Dr. King uses logical appeal to show the significance of taking direct action now. He compares America inaction to fighting for equality to Asia and Africa as the continents moving at high speed in their fight for freedom from colonial masters. This is meant to persuade the audience to see something is needed to be done to change the current situation. He logically persuades his audience by stating that he believes that the way to handle the social revolution should be by looking at the underlying causes. To further persuade the audience his involvement, he explains how an injustice in one part of the U.S resorted to injustice everywhere in the United States. For this reason, he could not be comfortable staying in Atlanta while there were problems in Birmingham (King Jr., 2012). There is a logical explanation why the campaign was scheduled during the Easter season. Being a period of the year most people do shopping, the program would ensure an economic boycott, which would negatively affect businesses. This would be a good way to pressurize the traders who were essential in implementing required changes. He also argues that from past information it is not easy for those with privileges o give them up easily and therefore, the need for this struggle (Sawyers, 2013).

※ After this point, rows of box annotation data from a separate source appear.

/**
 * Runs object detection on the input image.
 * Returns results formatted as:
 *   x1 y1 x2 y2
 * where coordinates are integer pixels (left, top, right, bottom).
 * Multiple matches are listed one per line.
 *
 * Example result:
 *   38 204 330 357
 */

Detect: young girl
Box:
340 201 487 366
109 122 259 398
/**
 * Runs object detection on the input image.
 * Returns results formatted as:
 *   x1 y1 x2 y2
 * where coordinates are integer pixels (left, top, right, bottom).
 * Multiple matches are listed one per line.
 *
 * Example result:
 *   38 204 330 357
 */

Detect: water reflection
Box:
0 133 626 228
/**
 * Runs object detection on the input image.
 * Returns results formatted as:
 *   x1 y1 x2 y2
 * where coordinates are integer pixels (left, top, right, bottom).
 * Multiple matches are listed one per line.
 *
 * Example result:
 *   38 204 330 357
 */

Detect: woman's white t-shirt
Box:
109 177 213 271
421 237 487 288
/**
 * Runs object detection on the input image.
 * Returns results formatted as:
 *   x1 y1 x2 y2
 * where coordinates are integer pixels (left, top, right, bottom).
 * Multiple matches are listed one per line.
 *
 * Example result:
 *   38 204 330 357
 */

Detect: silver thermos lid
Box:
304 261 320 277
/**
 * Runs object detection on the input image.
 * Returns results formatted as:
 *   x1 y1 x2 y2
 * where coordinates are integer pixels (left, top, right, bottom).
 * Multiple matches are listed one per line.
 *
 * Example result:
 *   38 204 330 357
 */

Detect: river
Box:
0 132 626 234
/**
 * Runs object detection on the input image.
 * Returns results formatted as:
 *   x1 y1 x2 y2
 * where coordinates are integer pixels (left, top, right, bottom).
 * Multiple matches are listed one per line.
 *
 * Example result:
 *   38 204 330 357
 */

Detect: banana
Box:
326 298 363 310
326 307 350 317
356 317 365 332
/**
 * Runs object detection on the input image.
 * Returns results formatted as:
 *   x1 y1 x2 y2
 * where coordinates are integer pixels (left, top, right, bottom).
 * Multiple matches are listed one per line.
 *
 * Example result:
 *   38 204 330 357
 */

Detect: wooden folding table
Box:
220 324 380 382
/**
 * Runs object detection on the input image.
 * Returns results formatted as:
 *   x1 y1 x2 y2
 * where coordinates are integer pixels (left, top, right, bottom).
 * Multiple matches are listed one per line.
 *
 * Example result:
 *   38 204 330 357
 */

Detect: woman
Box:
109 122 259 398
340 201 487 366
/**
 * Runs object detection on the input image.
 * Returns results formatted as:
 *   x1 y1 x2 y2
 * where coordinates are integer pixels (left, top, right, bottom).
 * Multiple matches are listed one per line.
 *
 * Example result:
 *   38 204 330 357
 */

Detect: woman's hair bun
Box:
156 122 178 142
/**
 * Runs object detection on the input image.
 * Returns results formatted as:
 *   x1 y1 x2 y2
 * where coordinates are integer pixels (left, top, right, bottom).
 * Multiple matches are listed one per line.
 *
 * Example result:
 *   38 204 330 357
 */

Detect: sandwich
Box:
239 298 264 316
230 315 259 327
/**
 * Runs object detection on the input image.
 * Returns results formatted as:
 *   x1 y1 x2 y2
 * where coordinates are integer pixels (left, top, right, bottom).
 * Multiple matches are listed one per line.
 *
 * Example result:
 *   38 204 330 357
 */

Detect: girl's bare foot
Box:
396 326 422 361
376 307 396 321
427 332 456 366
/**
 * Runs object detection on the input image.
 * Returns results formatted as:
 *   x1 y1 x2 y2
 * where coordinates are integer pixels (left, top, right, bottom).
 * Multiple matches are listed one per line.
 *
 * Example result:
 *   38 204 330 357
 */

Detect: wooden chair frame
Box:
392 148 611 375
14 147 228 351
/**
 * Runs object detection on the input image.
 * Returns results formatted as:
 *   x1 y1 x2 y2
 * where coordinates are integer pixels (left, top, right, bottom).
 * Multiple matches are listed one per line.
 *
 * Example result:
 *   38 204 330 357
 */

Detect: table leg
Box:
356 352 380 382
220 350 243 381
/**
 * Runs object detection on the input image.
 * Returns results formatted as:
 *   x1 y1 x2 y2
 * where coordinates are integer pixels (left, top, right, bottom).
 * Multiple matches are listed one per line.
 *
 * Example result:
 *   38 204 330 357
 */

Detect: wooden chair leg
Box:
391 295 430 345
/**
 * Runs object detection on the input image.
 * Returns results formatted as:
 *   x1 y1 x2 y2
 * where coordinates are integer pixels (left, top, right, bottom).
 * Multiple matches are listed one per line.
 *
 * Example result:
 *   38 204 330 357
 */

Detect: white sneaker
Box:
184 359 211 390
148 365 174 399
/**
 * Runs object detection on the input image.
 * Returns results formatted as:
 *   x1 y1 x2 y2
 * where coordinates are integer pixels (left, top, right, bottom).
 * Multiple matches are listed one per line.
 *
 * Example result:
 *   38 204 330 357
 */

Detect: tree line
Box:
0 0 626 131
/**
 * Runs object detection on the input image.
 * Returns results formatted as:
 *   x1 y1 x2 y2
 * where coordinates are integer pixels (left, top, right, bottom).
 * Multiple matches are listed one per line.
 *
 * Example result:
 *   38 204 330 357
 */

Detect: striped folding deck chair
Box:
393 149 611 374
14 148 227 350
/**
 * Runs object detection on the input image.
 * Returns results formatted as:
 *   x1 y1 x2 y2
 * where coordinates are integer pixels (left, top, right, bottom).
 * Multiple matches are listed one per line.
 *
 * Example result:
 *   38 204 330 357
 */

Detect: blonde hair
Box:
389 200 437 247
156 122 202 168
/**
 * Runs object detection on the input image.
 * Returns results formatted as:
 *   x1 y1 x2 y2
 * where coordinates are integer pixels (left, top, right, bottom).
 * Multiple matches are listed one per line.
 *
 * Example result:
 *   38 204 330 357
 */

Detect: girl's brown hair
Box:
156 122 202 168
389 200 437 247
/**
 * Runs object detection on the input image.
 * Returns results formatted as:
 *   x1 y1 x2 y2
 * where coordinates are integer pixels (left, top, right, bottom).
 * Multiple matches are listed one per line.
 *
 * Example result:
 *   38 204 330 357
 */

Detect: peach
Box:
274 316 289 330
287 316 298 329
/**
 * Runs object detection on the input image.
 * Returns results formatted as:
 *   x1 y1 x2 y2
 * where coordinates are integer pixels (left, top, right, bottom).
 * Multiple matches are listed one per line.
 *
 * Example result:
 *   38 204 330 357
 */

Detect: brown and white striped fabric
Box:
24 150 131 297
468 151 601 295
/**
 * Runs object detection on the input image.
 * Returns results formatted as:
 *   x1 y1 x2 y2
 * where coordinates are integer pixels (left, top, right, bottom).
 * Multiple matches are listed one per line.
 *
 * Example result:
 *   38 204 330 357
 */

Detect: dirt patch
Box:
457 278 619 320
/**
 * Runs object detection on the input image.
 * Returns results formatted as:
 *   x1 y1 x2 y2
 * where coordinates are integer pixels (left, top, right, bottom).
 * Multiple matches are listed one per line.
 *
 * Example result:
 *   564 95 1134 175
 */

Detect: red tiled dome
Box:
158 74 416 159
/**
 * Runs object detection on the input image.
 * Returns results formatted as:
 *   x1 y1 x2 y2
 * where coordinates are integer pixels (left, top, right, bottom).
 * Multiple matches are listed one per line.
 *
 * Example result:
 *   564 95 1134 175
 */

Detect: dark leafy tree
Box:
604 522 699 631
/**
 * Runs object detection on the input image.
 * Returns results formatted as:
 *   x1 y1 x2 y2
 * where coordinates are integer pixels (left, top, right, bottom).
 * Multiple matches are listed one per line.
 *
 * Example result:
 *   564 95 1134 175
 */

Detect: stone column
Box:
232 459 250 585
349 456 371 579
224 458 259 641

Martin Luther King Jr. letter is a good demonstration of how the ethos, pathos and logos appeal can be used to strengthen an argument to an audience. He mostly uses the logos appeal to respond to the statements made by the clergymen in a great way. He is able to provide credible justification for the non-violent protests in Birmingham. Individuals in leadership positions should therefore embrace these appeals when making a presentation to their audiences.
King Jr, M. L. (2012). Letter from Birmingham jail. Liberating Faith: Religious Voices for Justice, Peace, & Ecological Wisdom, 177-187.
Sawyers, J. (2013). Gospel of Freedom: Martin Luther King Jr.’s Letter from Birmingham Jail and the Struggle That Changed a Nation. Booklist, (11). 20.
Vyas, R. (2013). Managing the Dimensions of Ethos, Pathos and Logos of Change Through Transformational Leadership. IUP Journal Of Soft Skills, 7(3), 7.